I continued to binge despite this, for all four years of college thereafter. My senior year when I came home, I tried OA, and let me tell you how much it didn’t work. I spent four months restricting, made myself 26 pounds smaller, and gained all the weight back plus about 50% more, just like diet results statistics predicted I would. I was less emotionally healthy than I had been when I started. OA is a narrative that has been present in representation of fat characters like Mike & Molly, a show that lasted six seasons starring Melissa McCarthy.

I like to think it’s not on anymore because people are really tired of seeing fat people only take up space in weight loss narratives. These roles literally shrink us down to nothing on so many levels, and hold up the myths about binge eating disorder as a widely diagnosed but incredibly misunderstood disease.

This show perpetuates everything about fat people (who don’t always have binge eating disorder, by the way) that isn’t always the truth. We are ALL not worthless, lazy, disgusting, self-hating eating machines. We are not all sitting at home “stuffing our holes” (a REAL classy line from the Insatiable trailer itself) while thin people are out having intimate lives that we somehow, as directly implied by Debby Ryan’s voiceover, don’t deserve because of our body size.

If we are here to tie BED and fatness, fat shaming, and fat hate and all that comes with that together, let me tell you: they need better excuses, because not all people with BED are fat. And not all fat people have BED. For like, 8 years of my disorder, I wasn’t.

And to address the title directly,  I was not insatiable; because it was never about the food.

In fact, this word is loaded with really negative emotions for me specifically.

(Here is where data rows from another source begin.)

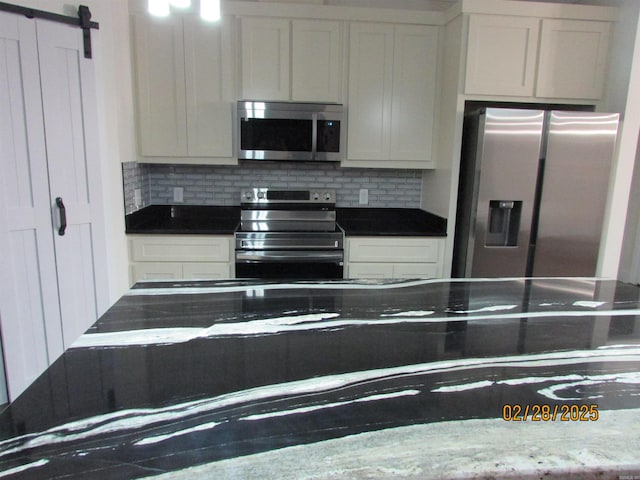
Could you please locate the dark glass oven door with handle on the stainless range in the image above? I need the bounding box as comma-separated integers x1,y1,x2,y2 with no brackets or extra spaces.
236,250,344,280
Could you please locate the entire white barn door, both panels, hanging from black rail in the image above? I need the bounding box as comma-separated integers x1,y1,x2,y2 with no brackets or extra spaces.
0,13,107,401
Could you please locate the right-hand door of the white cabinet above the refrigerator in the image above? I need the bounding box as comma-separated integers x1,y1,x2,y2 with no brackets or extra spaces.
536,20,611,99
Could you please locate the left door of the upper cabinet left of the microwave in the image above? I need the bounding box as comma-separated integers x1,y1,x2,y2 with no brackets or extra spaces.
133,15,187,157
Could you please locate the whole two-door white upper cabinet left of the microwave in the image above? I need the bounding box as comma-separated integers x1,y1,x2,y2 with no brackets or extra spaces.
133,14,234,163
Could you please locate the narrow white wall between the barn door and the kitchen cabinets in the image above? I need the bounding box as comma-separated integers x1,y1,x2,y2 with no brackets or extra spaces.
11,0,135,303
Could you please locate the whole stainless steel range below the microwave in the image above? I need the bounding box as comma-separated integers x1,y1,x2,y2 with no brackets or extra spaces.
235,188,344,279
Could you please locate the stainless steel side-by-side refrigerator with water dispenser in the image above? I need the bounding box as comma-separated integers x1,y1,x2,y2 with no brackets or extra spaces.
453,108,619,277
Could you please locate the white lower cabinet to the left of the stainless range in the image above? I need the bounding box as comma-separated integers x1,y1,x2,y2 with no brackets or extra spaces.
129,235,235,284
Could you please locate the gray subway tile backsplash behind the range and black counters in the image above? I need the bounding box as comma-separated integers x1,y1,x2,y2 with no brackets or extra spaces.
123,162,422,213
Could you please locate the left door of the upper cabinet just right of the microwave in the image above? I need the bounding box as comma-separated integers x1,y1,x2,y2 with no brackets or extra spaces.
347,23,394,160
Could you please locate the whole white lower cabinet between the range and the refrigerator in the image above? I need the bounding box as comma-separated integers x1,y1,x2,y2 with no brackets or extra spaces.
345,237,444,278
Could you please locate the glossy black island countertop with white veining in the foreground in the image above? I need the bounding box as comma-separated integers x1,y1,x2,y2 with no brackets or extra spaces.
0,278,640,480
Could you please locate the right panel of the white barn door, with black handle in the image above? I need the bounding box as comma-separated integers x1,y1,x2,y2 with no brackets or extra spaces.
36,20,107,357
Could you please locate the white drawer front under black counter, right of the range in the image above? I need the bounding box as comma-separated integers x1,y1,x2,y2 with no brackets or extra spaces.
348,237,442,263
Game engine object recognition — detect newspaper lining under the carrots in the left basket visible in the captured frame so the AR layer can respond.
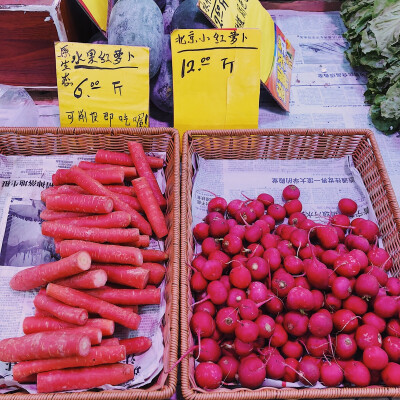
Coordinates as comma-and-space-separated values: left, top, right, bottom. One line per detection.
0, 153, 166, 393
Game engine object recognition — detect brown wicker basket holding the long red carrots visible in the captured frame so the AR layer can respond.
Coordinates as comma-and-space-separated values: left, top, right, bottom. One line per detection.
0, 128, 180, 400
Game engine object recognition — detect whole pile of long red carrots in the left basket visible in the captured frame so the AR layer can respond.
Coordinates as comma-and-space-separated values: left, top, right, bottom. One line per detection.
0, 142, 168, 393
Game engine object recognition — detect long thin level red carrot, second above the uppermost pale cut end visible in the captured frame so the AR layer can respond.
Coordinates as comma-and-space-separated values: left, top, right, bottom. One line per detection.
42, 221, 139, 244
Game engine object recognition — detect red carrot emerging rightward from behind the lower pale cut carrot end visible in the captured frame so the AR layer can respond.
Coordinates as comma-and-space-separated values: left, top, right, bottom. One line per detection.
91, 264, 150, 289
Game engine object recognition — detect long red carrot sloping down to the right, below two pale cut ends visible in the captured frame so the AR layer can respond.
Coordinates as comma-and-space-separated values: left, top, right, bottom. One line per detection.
46, 283, 140, 329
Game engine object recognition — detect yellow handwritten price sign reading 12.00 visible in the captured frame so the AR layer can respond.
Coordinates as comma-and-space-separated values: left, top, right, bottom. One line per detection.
171, 29, 261, 134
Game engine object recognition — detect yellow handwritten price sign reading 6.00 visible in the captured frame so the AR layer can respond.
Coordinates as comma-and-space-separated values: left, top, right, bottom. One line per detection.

When I was seven years old, my parents were divorcing and I was just NOT coping well (understandably). My life was all over the place, and being in second grade and having both parents be first-responders in 9/11 who were gone a lot was already really hard. Emotional eating became a big part of my life, and I wasn’t really super conscious of that because at seven years old, self-awareness only runs so deep, you know?

Until an after school program teacher said, to my seven year old face as I asked for more Saltines for snack:

“It’s like your hobby is eating. You never stop!”

This is literally, the defining characteristic of insatiable.

I was not insatiable, however. I ate when I wasn’t hungry more times than I could ever account for for like, almost fifteen more years after those words were said to me. I ate past the point of fullness just so I could become less and less myself. Because I didn’t like myself, and the society in which we live helped make that concrete. Enough was something I never knew existed, because I never felt like enough.

I ate past my full signals more times than I can ever account for. I ate more calories to get away from myself and burned them hours later for the same reason. 

I exercised for more hours than I will ever be able to get back, purely out of self-hate.

I was not insatiable. I was destroying my body from within, and nobody thought to stop me because we live in a world where the very act of self-mutilation by restriction is ACCEPTABLE. 

I have never known what “enough” was, until I found recovery. And guess what? I’m bigger than I’ve ever been, but I’m also happier than I’ve ever been, no matter what anyone has to say about it.

This show is about teaching thin people how to hate fat people, including the fat girl/former fat girl herself. It’s more fuel for the fires of thinspiration, thin privilege, weight stigma, and size discrimination all at once. I will not be erased or silenced by sizeism, and I won’t let anyone else be, either. And trust me…the pushback that this show is receiving is giving me a lot of hope, despite being sooooooo tired of having to tell people why it’s okay for girls/guys/folk like me to exist as we are. 

Looks like I’ll be watching Dietland in a puddle of my own happy/sad mad cleanse tears this weekend.